With each new Opik release, another component of fully automated agent optimization comes to life. Now, when you give the Agent Optimizer reference points for what good looks like, you can include cost and latency metrics and let the algorithm iterate to improve your system. And when it comes to monitoring AI application performance, new custom dashboards give you one central control plane to understand changes in quality, latency, cost, reliability, and more. Read on for details about these new features, plus new native tracing for n8n workflows, simplified no-code experimentation in the playground, and more.
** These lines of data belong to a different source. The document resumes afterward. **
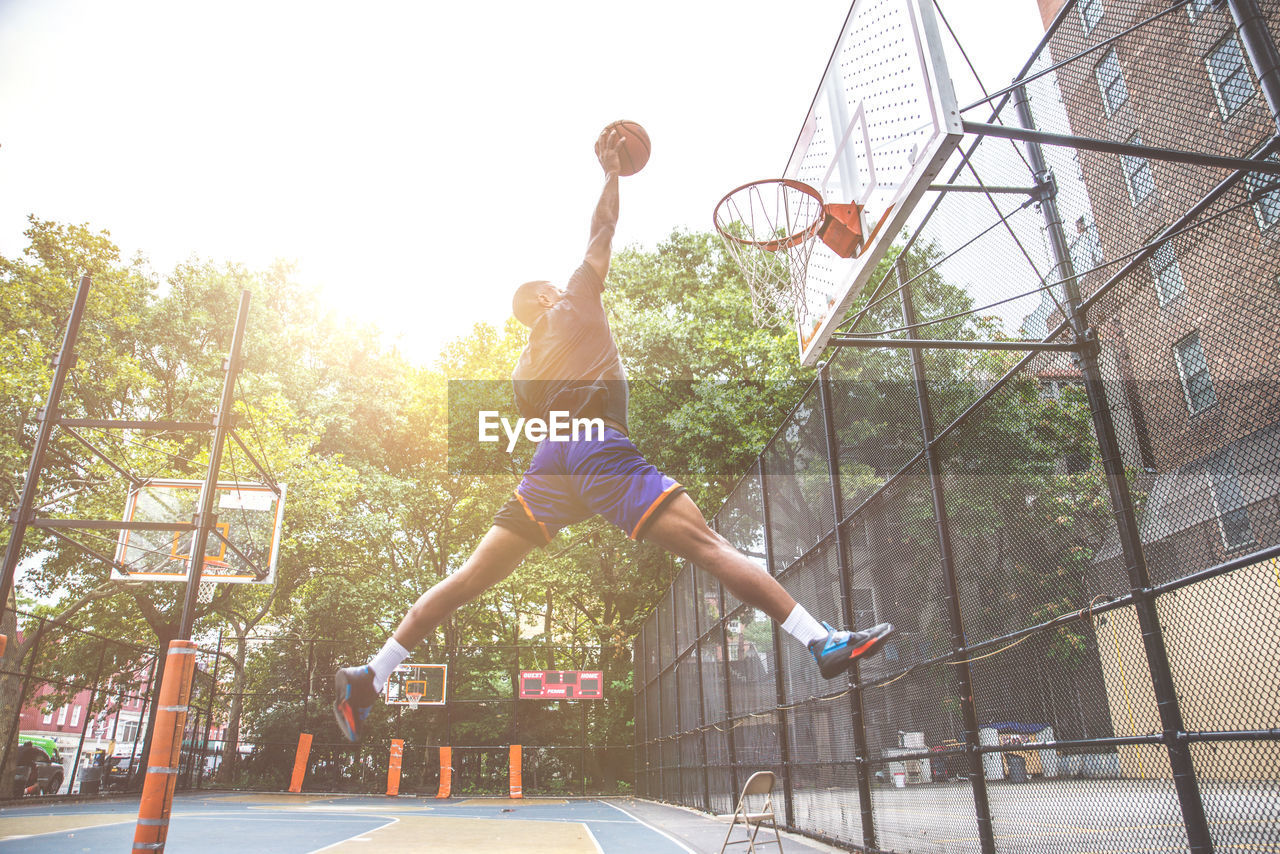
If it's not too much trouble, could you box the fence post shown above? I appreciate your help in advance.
[893,261,996,854]
[690,572,716,813]
[1015,86,1213,854]
[752,453,796,827]
[711,514,742,799]
[196,629,224,789]
[69,645,106,794]
[1226,0,1280,129]
[658,583,685,805]
[129,656,160,790]
[818,362,876,850]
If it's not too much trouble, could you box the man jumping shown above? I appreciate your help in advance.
[333,125,893,741]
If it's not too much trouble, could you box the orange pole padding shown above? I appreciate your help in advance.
[511,744,525,798]
[435,748,453,798]
[133,640,196,851]
[387,739,404,798]
[289,732,311,793]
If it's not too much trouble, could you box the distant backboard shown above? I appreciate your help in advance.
[520,670,604,700]
[383,662,449,705]
[111,480,285,584]
[785,0,977,365]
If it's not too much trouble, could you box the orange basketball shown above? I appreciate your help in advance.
[600,119,650,175]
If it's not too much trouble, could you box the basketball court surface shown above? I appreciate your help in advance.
[0,793,833,854]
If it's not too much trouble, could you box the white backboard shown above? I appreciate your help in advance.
[111,480,285,584]
[786,0,963,365]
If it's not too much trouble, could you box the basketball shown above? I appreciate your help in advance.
[600,119,650,177]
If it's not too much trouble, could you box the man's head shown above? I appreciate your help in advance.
[511,282,564,329]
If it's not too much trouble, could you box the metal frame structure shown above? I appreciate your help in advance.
[636,0,1280,854]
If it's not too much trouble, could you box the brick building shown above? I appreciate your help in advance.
[1029,0,1280,778]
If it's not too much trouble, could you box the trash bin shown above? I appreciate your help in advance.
[79,766,102,795]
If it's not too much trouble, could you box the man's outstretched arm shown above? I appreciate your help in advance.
[586,129,622,283]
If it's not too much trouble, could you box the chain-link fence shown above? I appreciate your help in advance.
[635,0,1280,851]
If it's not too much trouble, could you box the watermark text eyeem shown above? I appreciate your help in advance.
[479,410,604,453]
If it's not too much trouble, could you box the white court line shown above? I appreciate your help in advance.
[308,816,399,854]
[600,800,698,854]
[0,813,138,842]
[582,822,606,854]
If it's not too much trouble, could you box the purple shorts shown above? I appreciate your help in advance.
[493,426,685,545]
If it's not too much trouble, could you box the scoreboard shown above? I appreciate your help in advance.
[520,670,604,700]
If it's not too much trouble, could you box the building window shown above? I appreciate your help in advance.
[1204,33,1253,119]
[1079,0,1102,33]
[1147,241,1187,306]
[1206,449,1254,552]
[1174,332,1217,415]
[1093,47,1129,115]
[1120,133,1156,207]
[1244,155,1280,230]
[1187,0,1213,20]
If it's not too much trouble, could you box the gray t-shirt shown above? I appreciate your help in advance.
[511,262,627,429]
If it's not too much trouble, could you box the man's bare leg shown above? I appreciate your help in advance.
[644,493,796,622]
[392,525,534,649]
[333,525,534,741]
[645,493,893,679]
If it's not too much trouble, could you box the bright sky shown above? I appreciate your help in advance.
[0,0,1043,359]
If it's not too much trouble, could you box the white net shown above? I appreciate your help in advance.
[716,179,823,328]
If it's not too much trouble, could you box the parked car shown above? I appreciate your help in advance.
[102,755,142,791]
[14,735,63,795]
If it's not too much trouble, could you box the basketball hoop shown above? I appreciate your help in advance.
[716,178,863,326]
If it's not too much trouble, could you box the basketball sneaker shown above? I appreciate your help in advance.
[809,622,893,679]
[333,665,378,741]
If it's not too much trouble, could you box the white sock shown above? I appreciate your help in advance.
[369,635,409,691]
[782,603,827,647]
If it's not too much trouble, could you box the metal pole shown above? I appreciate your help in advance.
[961,122,1280,175]
[0,275,91,654]
[711,517,742,802]
[691,572,716,813]
[67,647,106,794]
[1015,87,1213,854]
[1226,0,1280,131]
[818,363,880,850]
[895,261,996,854]
[752,453,796,827]
[177,291,250,640]
[129,654,160,787]
[196,629,224,789]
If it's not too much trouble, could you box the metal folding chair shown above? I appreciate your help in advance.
[721,771,782,854]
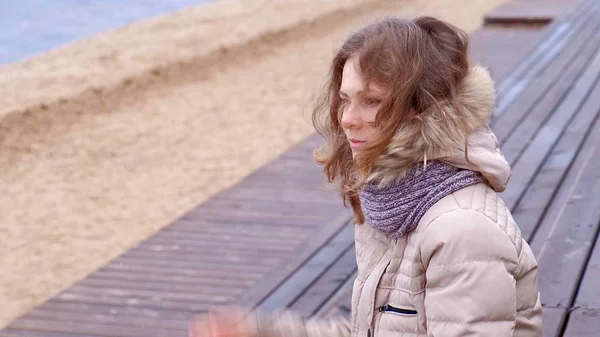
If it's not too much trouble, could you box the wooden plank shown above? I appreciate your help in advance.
[542,307,567,337]
[28,300,197,322]
[0,328,97,337]
[258,222,354,311]
[513,69,600,241]
[48,293,210,312]
[533,133,600,308]
[135,242,292,256]
[493,11,600,144]
[289,244,357,317]
[573,213,600,310]
[76,277,241,296]
[484,0,574,25]
[5,318,188,337]
[530,110,600,256]
[235,210,351,308]
[315,271,357,317]
[494,3,598,118]
[139,235,302,252]
[14,310,192,330]
[59,283,233,303]
[503,48,600,209]
[563,308,600,337]
[160,219,306,239]
[122,250,282,266]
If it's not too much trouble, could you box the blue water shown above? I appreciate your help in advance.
[0,0,209,65]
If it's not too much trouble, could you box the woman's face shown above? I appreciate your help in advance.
[339,57,386,158]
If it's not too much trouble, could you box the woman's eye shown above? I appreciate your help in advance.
[365,98,381,107]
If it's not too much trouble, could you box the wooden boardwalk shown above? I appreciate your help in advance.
[0,0,600,337]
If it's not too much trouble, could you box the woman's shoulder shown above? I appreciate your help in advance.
[417,183,522,256]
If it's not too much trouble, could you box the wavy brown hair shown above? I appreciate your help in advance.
[312,17,469,224]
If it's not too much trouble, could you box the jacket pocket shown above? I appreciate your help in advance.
[378,304,417,316]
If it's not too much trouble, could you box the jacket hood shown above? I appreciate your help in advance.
[367,65,511,192]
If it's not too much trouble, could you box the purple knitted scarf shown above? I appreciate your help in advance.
[360,160,483,239]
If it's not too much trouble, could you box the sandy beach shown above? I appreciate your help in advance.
[0,0,505,328]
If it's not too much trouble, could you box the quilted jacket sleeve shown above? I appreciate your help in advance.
[421,209,519,337]
[250,311,351,337]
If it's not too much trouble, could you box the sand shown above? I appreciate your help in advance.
[0,0,504,327]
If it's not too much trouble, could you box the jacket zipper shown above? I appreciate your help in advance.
[379,304,417,315]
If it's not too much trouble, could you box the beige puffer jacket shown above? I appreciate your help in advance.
[240,67,542,337]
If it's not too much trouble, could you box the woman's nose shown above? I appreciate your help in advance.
[342,106,361,129]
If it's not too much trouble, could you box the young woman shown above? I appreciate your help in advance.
[194,17,542,337]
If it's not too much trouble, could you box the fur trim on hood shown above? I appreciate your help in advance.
[367,66,510,192]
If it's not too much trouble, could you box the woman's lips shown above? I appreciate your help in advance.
[350,138,366,149]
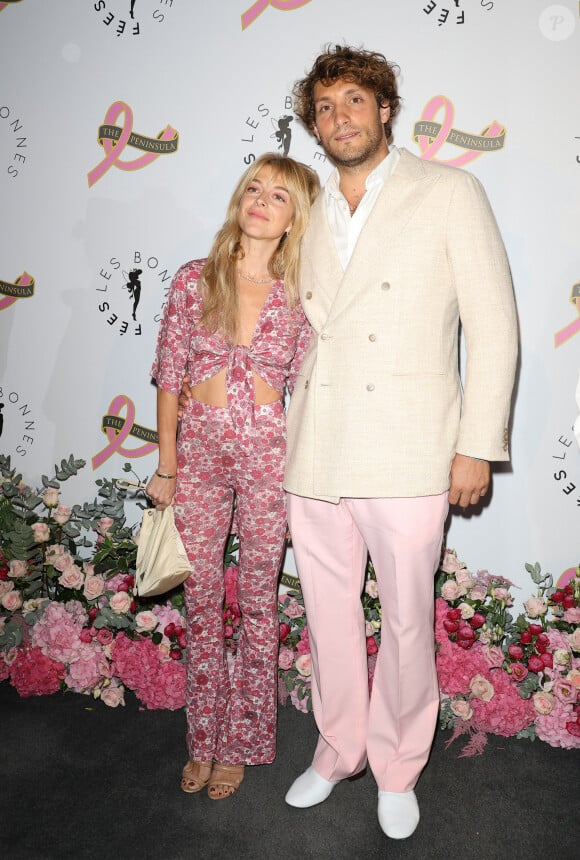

Automatic Agent Optimization Enhancements
The Opik Agent Optimizer automatically improves agent performance by testing and refining tools, prompts, and decision logic against evaluation data, eliminating the need for manual trial and error. Recent enhancements expand its capabilities with stronger workflows, more robust pipelines, and improved algorithm support:
- Automated cost & latency optimization: Automatically optimize agents using built-in cost and duration metrics.
- Training/validation dataset splits: Improve reliability by separating training and validation data to ensure optimizations generalize beyond a single dataset.
- New onboarding examples: Get started faster with example scripts for Microsoft Agent Framework and CrewAI that cover common optimization workflows.
- Improved workflows and algorithms: Benefit from smoother optimization flows, stronger multimodal support, and continued improvements across the Few-Shot, MetaPrompt, and GEPA optimizers for more consistent results.
Custom Dashboards

New custom dashboards in Opik let you create tailored views to track eval metrics, token usage, and cost across your projects and experiments, so you can tell at a glance whether changes improve your target metrics without introducing regressions. Combine data from logs, eval runs, and more into one central, fully customizable view with editable, pre-built templates and flexible widgets that you can customize to your preferences. Dashboards are currently in beta and will continue to evolve based on user feedback.
n8n Integration
Opik now supports native observability for n8n, the fast-growing open-source low-code agent and automation builder. With this integration, you can trace and debug your n8n-powered agent flows end-to-end, making it easier to understand execution paths, identify issues, and improve workflow reliability. The integration is built on OpenTelemetry and works with any OTEL-compatible backend, supporting open standards and flexible deployment environments.
Opik Playground Improvements for No-Code Experiments
The Prompt Playground is an interactive interface for testing prompts and models without writing code. With newly added functionality, the playground is easier to navigate and better suited for large experiments. You can move seamlessly between runs, datasets, and online metrics. Dataset tag filtering enables more targeted testing, while pagination keeps large runs responsive. A new progress bar provides visibility into long-running experiments, and model throttling and concurrency controls help you manage rate limits and cost during extensive or multimodal evaluations.
Dataset Enhancements
Opik Datasets define the inputs and expected outputs used to evaluate prompts and agents, helping you run consistent tests and compare results over time. You can now edit dataset items directly in the UI to speed up iteration, add tags to organize and filter data across evaluation workflows, and upload datasets of any size in self-hosted deployments. Navigation between datasets and the Playground has also been simplified, making it easy to move from testing to analysis.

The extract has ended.